Division of Gastroenterology/Hepatology, University of California San Francisco, San Francisco, CA, USA.
Division of Gastroenterology, Department of Medicine, Perelman School of Medicine, University of Pennsylvania, Philadelphia, PA, USA.
Department of Biostatistics, Epidemiology and Informatics, Perelman School of Medicine, University of Pennsylvania, Philadelphia, PA, USA.
Division of Gastroenterology and Hepatology, Department of Medicine, Thomas Jefferson University, Philadelphia, PA, USA.
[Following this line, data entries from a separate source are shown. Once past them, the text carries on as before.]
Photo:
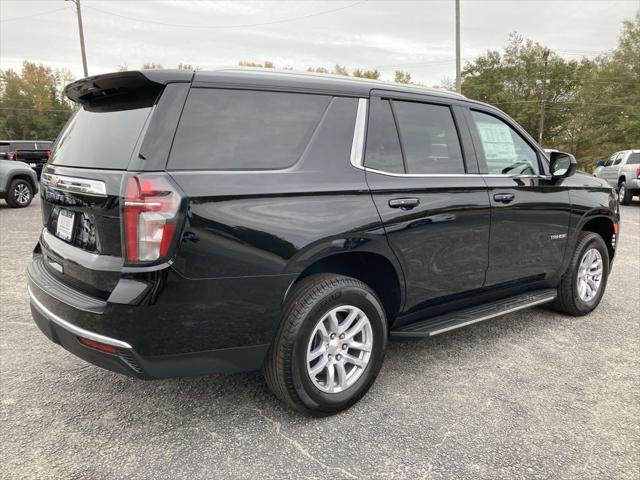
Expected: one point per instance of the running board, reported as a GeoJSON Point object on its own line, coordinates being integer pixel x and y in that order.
{"type": "Point", "coordinates": [461, 318]}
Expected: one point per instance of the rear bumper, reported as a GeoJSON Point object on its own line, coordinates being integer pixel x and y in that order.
{"type": "Point", "coordinates": [57, 310]}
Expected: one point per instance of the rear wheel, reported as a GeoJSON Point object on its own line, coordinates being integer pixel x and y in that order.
{"type": "Point", "coordinates": [20, 194]}
{"type": "Point", "coordinates": [330, 345]}
{"type": "Point", "coordinates": [624, 194]}
{"type": "Point", "coordinates": [584, 282]}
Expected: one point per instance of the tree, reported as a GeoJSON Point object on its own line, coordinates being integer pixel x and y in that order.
{"type": "Point", "coordinates": [266, 64]}
{"type": "Point", "coordinates": [187, 66]}
{"type": "Point", "coordinates": [32, 102]}
{"type": "Point", "coordinates": [402, 77]}
{"type": "Point", "coordinates": [340, 70]}
{"type": "Point", "coordinates": [372, 74]}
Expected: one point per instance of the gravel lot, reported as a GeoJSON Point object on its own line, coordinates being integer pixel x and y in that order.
{"type": "Point", "coordinates": [529, 395]}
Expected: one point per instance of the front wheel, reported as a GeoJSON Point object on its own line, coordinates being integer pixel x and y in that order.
{"type": "Point", "coordinates": [20, 194]}
{"type": "Point", "coordinates": [330, 345]}
{"type": "Point", "coordinates": [583, 284]}
{"type": "Point", "coordinates": [624, 194]}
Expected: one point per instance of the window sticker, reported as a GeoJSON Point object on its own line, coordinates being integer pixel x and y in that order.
{"type": "Point", "coordinates": [497, 141]}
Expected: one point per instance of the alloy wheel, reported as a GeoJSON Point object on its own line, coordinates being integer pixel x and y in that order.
{"type": "Point", "coordinates": [339, 349]}
{"type": "Point", "coordinates": [22, 194]}
{"type": "Point", "coordinates": [590, 275]}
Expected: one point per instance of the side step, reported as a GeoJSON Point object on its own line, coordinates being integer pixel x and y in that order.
{"type": "Point", "coordinates": [451, 321]}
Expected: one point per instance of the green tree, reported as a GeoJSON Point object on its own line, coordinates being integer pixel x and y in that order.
{"type": "Point", "coordinates": [340, 70]}
{"type": "Point", "coordinates": [372, 74]}
{"type": "Point", "coordinates": [32, 103]}
{"type": "Point", "coordinates": [266, 64]}
{"type": "Point", "coordinates": [402, 77]}
{"type": "Point", "coordinates": [151, 66]}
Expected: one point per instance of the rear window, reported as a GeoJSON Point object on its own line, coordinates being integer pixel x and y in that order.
{"type": "Point", "coordinates": [634, 159]}
{"type": "Point", "coordinates": [100, 137]}
{"type": "Point", "coordinates": [244, 130]}
{"type": "Point", "coordinates": [24, 146]}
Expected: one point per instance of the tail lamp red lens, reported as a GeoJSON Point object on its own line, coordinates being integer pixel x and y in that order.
{"type": "Point", "coordinates": [98, 346]}
{"type": "Point", "coordinates": [150, 207]}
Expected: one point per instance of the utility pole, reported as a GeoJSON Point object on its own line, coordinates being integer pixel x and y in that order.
{"type": "Point", "coordinates": [458, 70]}
{"type": "Point", "coordinates": [545, 57]}
{"type": "Point", "coordinates": [82, 51]}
Division of Infectious Diseases, Department of Medicine, Drexel University, Philadelphia, PA, USA.
Division of Gastroenterology, Department of Medicine, Penn State Hershey Medical Center, Hershey, PA, USA.
Department of Obstetrics and Gynecology, Hospital of the University of Pennsylvania, Philadelphia, PA, USA.
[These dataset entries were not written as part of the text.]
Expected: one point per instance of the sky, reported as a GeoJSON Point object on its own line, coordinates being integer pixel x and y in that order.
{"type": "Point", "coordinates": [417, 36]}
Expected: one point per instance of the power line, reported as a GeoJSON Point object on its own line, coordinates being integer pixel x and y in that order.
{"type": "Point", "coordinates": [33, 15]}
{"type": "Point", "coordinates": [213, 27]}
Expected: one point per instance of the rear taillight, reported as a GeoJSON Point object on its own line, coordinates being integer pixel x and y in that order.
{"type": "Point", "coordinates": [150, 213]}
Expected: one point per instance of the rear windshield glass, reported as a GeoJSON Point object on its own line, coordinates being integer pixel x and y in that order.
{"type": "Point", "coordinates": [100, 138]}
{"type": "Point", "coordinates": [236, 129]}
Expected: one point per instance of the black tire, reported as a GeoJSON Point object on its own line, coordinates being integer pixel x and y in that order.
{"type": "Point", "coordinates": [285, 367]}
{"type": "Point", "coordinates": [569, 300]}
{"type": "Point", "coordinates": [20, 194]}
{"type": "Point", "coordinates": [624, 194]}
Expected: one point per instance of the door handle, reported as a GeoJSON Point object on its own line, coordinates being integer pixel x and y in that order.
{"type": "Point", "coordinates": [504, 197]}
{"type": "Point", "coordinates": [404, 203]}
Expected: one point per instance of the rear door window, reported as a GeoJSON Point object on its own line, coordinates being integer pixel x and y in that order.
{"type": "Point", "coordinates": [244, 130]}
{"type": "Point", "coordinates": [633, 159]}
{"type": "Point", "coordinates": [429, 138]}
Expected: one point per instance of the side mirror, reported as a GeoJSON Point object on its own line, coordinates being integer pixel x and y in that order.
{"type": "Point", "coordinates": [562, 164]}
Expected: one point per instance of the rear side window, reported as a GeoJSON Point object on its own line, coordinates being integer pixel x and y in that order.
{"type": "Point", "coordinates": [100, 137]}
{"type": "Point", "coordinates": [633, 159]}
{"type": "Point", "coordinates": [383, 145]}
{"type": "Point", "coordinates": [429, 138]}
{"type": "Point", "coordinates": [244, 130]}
Division of Infectious Diseases, Department of Medicine, Perelman School of Medicine, University of Pennsylvania, Philadelphia, PA, USA.
BACKGROUND & AIMS:
There is limited knowledge about hepatitis B virus (HBV) flare among pregnant women. We evaluated the incidence, determinants and outcomes of HBV flare in a multicultural cohort of pregnant HBV-infected women in the United States.
We performed a retrospective cohort study of pregnant hepatitis B surface antigen-positive women cared for at hospital-based clinics of 4 medical centres in Southeastern Pennsylvania from 2006 to 2015. The main outcome was incident HBV flare (alanine aminotransferase [ALT] ≥2 times upper limit of normal) during pregnancy or within 6 months after delivery. Among patients with flare, we determined development of jaundice (total bilirubin ≥2.5 mg/dL) and hepatic decompensation. Multivariable logistic regression was used to estimate odds ratios (ORs) of HBV flare for risk factors of interest, including timing of flare (during pregnancy versus post-delivery), nulliparity, younger age, HBV e antigen (HBeAg) status, and lack of anti-HBV therapy.
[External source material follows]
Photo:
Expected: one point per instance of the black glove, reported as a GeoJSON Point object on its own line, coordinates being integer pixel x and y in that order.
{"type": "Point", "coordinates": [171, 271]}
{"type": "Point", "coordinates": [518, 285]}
Among 310 pregnant predominantly African HBV-infected women with 388 pregnancies, the incidence of HBV flare was 14% (95% CI, 10-18%) during pregnancy and 16% (95% CI, 11-24%) post-delivery. Jaundice developed in 12% and hepatic decompensation in 2%. Positive HBeAg was associated with HBV flare (OR, 2.55; 95% CI, 1.04-6.20). HBV DNA was measured in 55% of patients, and only 50% were referred for HBV specialty care.
Pregnancy-associated hepatitis B flare occurred in 14% during pregnancy and 16% post-delivery and rarely led to hepatic decompensation. Positive HBeAg was the main risk factor identified. Women did not have adequate HBV monitoring or follow-up during pregnancy.